We know something about it already, of course. But it would be
unwise to rely and act on that knowledge without tracing its origin. It
might have been contaminated. The lens through which we see religion may
be dangerously distorted. This is where Guy Stroumsa’s book comes in.
He contends, persuasively and readably, that our current comparative
approach to religious phenomena has three main historical roots.
The first was ethnology. Missionaries sailed to the benighted
heathen of the Americas and Asia bearing Bibles, buttoned boots and a
huge cargo of self-satisfaction. The boots didn’t fit the wide feet of
the unsaved, the Bible didn’t translate very well into languages made
for monkey-hunting and ayahuasca séances, and the self-satisfaction,
though faring better than the boots, took some knocks. The missionaries
realised that their congregation were not spiritual virgins, but
brought a long and deep history of wild epiphany and systematic
theology to the weekly handouts of bread and catechism. The
missionaries would have to study in order to convert.
The second was the intellectual cosmopolitanism that came with the Renaissance. If you were sitting in Florence reading The Bacchæ,
it was hard to maintain the delusion that the Pope was the first person
to show any interest in God. And it might even cause you to wonder if
there was a connection between eating the body of Dionysus on an Attic
mountain and eating the body of Jesus in the Basilica di Santa Maria.

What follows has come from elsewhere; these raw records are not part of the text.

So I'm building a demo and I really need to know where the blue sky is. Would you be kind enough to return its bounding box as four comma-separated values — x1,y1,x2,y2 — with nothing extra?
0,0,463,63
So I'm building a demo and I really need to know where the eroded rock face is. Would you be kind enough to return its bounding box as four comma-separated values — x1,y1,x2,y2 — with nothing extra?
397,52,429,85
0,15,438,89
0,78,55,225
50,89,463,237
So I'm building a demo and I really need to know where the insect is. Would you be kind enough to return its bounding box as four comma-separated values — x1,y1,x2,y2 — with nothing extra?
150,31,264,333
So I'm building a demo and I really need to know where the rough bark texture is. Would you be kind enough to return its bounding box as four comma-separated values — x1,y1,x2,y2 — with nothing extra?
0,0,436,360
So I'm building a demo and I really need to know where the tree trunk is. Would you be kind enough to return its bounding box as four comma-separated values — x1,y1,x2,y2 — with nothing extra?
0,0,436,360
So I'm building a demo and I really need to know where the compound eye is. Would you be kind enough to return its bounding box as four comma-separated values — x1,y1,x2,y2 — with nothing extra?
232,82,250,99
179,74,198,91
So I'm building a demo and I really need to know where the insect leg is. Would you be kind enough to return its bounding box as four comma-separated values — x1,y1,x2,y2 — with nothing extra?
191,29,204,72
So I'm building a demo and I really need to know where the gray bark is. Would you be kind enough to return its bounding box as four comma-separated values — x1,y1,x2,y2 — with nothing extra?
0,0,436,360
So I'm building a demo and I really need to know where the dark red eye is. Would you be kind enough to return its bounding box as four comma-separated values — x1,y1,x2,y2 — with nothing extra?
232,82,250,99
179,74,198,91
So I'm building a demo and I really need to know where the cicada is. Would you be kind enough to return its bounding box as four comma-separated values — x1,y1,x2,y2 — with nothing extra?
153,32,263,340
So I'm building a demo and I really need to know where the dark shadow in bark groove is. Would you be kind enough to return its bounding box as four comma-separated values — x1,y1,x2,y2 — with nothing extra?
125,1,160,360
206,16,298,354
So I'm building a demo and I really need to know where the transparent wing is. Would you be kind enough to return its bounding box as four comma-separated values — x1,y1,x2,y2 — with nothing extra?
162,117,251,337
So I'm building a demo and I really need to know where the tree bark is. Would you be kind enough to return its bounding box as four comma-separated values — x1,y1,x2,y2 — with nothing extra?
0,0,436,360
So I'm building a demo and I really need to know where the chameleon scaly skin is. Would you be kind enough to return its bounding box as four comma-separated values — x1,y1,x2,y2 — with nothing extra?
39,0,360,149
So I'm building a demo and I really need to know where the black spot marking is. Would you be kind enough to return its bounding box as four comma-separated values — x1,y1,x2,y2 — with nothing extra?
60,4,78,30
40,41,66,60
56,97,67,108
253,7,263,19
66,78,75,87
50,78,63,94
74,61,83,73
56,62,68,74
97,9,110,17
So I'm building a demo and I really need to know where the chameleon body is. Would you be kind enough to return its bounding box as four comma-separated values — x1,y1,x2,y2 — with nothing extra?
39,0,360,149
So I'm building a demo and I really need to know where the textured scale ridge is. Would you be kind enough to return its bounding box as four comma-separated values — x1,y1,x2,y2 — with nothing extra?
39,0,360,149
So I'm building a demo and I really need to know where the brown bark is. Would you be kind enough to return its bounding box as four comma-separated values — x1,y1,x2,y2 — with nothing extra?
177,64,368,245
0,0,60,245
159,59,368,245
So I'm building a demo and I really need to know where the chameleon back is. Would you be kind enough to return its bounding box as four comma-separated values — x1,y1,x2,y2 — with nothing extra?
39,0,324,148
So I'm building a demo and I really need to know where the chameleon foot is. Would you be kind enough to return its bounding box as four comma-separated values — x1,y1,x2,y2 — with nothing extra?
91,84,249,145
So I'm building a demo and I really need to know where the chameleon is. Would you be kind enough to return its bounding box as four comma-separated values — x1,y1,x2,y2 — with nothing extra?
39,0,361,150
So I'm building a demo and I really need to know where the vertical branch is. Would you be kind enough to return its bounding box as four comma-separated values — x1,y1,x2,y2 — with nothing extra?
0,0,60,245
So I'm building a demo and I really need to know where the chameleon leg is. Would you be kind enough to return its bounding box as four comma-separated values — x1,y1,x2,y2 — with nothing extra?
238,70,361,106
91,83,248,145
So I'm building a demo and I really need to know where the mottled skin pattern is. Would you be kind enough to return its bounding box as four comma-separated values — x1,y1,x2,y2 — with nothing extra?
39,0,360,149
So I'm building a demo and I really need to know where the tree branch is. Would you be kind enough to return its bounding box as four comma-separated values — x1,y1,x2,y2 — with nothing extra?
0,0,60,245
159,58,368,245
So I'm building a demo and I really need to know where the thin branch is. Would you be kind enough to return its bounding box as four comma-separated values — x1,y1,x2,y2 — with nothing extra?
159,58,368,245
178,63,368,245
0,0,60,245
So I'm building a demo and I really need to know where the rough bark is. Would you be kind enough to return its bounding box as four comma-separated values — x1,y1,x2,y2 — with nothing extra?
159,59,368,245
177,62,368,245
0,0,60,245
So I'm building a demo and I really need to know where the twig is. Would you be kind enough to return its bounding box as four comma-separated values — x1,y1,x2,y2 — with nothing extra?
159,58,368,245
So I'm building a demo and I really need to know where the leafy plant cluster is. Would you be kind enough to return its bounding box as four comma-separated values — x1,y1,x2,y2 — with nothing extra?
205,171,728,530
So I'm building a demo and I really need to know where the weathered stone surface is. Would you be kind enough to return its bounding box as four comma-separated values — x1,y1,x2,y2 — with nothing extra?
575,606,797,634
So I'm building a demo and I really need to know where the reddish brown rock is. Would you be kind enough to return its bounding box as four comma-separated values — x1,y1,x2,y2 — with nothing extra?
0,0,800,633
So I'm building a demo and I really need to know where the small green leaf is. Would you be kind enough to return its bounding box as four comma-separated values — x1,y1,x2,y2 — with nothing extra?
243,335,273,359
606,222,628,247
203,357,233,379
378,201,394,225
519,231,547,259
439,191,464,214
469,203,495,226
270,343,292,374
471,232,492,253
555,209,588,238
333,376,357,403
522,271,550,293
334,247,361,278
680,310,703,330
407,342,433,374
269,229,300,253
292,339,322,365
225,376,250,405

The third was the Reformation. If you are going to react
tumultuously against something, you need to know something about the
thing you are rejecting, if only to ensure that your insults are
accurate and hurtful.
These three roots entwine and sprout others (for example, the now
self-sustaining interest in the neurobiology of religion). Stroumsa
maps their relationship with elegance, insight and a splendid
intolerance of cant. This is a major new landmark in the intellectual
landscape. It will help us to keep our bearings as we navigate around
our own feelings towards religion and religions.